Chad Love: Will the Classics Go Digital?
Regular blog readers know I am a fan of books that consist of flattened wood pulp and ink rather than...
Regular blog readers know I am a fan of books that consist of flattened wood pulp and ink rather than displays and hard drives. Still, it’s obvious that dedicated e-book readers, tablet computers and other forms of digital information delivery are the future of publishing. Many magazines and book publishers are at this very moment scrambling to develop apps for digital delivery of their content, and there’s an interesting New York Times article today comparing the cost of printing books versus digital editions. As I was reading it, this passage caught my eye.
From the story
“…Another reason publishers want to avoid lower e-book prices is that print booksellers like Barnes & Noble , Borders and independents across the country would be unable to compete. As more consumers buy electronic readers and become comfortable with reading digitally, if the e-books are priced much lower than the print editions, no one but the aficionados and collectors will want to buy paper books.”
So that got me to thinking. My question is, are hunters and anglers – as practitioners of a lifestyle and cultural philosophy viewed by many as anachronistic – more or less apt to gravitate toward new reading technologies like the Ipad, or is the digital divide between books and bytes driven less by tradition and idealogy and more by the user’s age and the price of the product? Or perhaps the subject matter itself dictates which form you choose?
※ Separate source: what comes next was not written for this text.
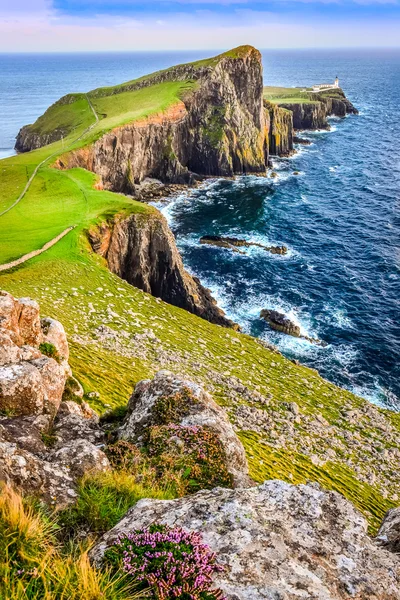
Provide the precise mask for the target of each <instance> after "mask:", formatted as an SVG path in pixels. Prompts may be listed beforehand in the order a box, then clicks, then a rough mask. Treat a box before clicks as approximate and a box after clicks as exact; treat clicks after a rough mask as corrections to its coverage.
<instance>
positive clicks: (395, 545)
mask: <svg viewBox="0 0 400 600" xmlns="http://www.w3.org/2000/svg"><path fill="white" fill-rule="evenodd" d="M376 540H377V542H378V543H379V544H380V545H381V546H383V547H384V548H386V549H387V550H390V552H395V553H396V554H399V555H400V508H399V507H397V508H392V509H390V510H389V511H388V512H387V513H386V515H385V518H384V519H383V522H382V525H381V526H380V529H379V531H378V535H377V538H376Z"/></svg>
As an example, I recently bought two books by long-time Field & Stream columnist Corey Ford. In an act of serendipity, they arrived in my mailbox the same day I received my March copy of Field & Stream. The magazine to my eyes is a thoroughly modern product, and I, despite my Luddite tendencies, could see myself reading and enjoying it on an Ipad. The book? Not so much. I’m a bibliophile, and I simply have no interest in reading a battery-powered copy of The Trickiest Thing in Feathers.
But that’s just me. I represent a demographic of one. If all the great sporting classics backlists were digitized and offered up for your Kindles and Ipads at a discounted price, would you still choose the more expensive dead tree version? Or are Ruark and Hemingway still Ruark and Hemingway regardless of whether you turn a page or press a scroll button?